FS : Et la fake news qu’en pensez-vous ?

LT : Il est délicat et même dangereux pour un média de titrer à la fake news.

C’est aussi nocif dans un sens que dans l’autre.  Nocif car c’est évaluatif et la science est avant tout affaire de fait, pas de jugement.  Un chercheur ne se laissera pas influencer par des pressions externes; c’est ce qu’a fait Bio Moon: il a continué sur sa lancée en sachant que ce n’est qu’une hypothèse. 

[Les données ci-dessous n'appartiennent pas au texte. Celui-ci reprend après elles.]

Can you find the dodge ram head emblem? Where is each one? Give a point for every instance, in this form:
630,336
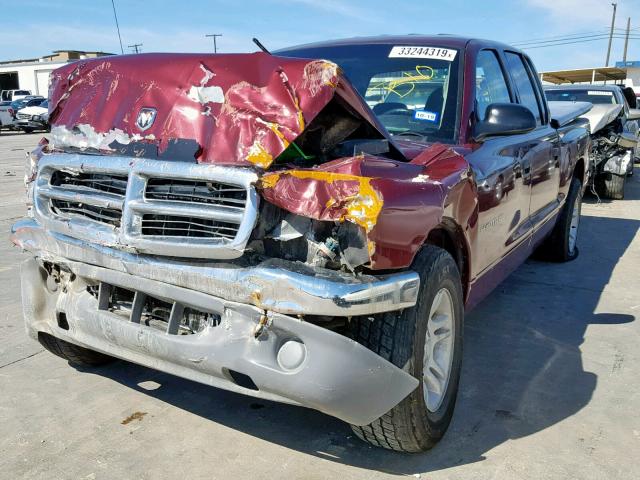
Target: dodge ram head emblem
146,117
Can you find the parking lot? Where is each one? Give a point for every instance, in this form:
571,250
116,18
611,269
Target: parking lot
549,385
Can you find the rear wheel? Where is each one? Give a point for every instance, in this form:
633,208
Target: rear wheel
610,185
425,341
73,353
562,243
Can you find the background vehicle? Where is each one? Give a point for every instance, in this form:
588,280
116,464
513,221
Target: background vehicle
34,117
248,247
6,118
11,95
9,110
614,132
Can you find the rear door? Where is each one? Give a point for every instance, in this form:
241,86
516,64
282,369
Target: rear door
501,169
542,145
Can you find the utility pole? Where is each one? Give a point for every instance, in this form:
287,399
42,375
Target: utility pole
626,39
214,36
613,21
117,26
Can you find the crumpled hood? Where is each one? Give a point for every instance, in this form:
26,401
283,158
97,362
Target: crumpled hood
234,109
602,115
34,110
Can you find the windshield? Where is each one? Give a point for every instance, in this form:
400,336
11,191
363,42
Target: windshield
586,95
412,90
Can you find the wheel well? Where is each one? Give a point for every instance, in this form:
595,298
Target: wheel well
578,170
449,237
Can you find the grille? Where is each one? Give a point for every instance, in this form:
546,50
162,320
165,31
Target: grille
211,193
191,227
176,209
66,209
116,184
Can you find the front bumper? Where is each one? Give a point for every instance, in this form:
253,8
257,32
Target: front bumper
320,369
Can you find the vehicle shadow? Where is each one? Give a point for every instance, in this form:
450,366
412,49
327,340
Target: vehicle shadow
522,369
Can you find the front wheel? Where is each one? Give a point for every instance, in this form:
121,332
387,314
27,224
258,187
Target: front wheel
610,185
74,354
425,341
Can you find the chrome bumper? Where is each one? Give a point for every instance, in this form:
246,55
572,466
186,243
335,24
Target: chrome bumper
290,361
275,285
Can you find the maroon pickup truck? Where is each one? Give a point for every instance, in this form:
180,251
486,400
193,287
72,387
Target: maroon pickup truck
307,227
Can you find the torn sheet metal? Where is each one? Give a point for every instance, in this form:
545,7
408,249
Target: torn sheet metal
396,203
241,109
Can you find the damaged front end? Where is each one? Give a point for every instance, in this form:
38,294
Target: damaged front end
224,221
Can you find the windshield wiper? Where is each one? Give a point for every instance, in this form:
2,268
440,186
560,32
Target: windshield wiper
410,133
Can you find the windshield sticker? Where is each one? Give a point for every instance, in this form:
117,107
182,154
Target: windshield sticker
426,116
423,52
406,84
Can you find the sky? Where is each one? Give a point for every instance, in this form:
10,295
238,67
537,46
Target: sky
38,27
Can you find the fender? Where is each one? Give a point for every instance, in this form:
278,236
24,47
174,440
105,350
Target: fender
396,203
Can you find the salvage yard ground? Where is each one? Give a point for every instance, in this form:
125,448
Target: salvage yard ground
549,385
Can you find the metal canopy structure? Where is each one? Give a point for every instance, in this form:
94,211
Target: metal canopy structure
585,75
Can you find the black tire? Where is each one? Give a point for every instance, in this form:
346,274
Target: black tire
399,337
73,353
610,185
556,248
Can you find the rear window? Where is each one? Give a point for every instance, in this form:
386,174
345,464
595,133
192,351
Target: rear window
593,96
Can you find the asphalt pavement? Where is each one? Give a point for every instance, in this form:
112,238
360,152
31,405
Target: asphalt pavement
550,385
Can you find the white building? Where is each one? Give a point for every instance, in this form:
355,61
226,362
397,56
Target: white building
33,73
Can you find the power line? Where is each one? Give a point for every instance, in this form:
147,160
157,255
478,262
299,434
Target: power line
567,36
214,36
117,26
578,41
552,43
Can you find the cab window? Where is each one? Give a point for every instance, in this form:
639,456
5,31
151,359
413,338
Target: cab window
524,84
491,86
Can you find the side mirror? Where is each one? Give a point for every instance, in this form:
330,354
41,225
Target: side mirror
627,140
634,114
504,119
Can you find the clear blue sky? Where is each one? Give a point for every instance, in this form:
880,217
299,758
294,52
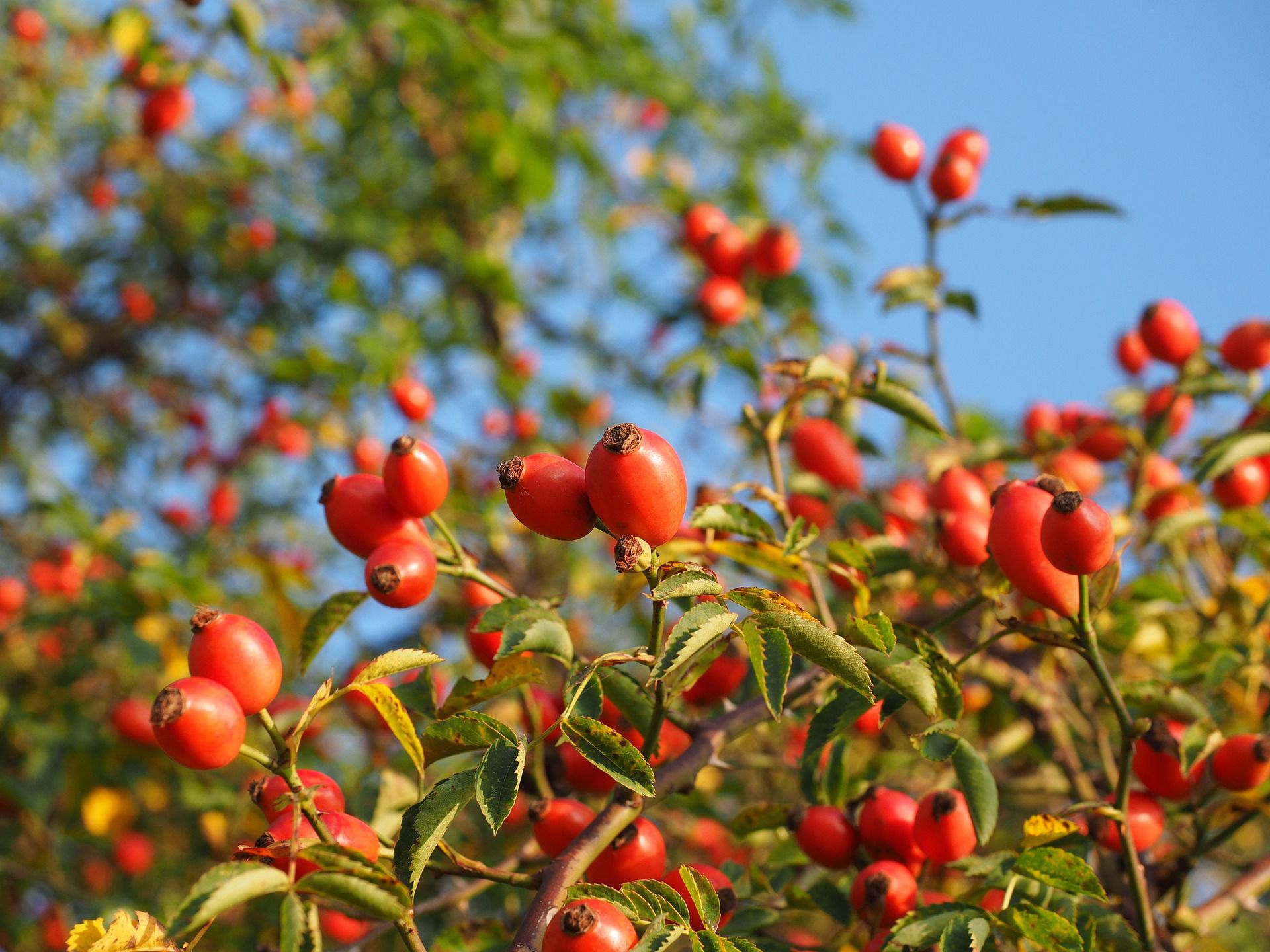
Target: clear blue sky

C’est dommage qu’une mauvaise forme tue une bonne idée.

Je leur recommanderais de travailler à la forme en évitant de répondre aux attaques. 

Tout ce que j’ai pu comprendre c’est que Bio Moon et ses collègues avaient essayé de contacter les chercheurs, sans réponse.  Ce que je trouve regrettable, car il y a certainement un petit quelque chose de bon à creuser dans ces idées. Parmi les nombreuses hypothèses imaginées, certaines seront vite démontées, à la lumière de la connaissance actuelle, mais si une devient une piste de recherche intéressante, ce serait dommage de passer à côté.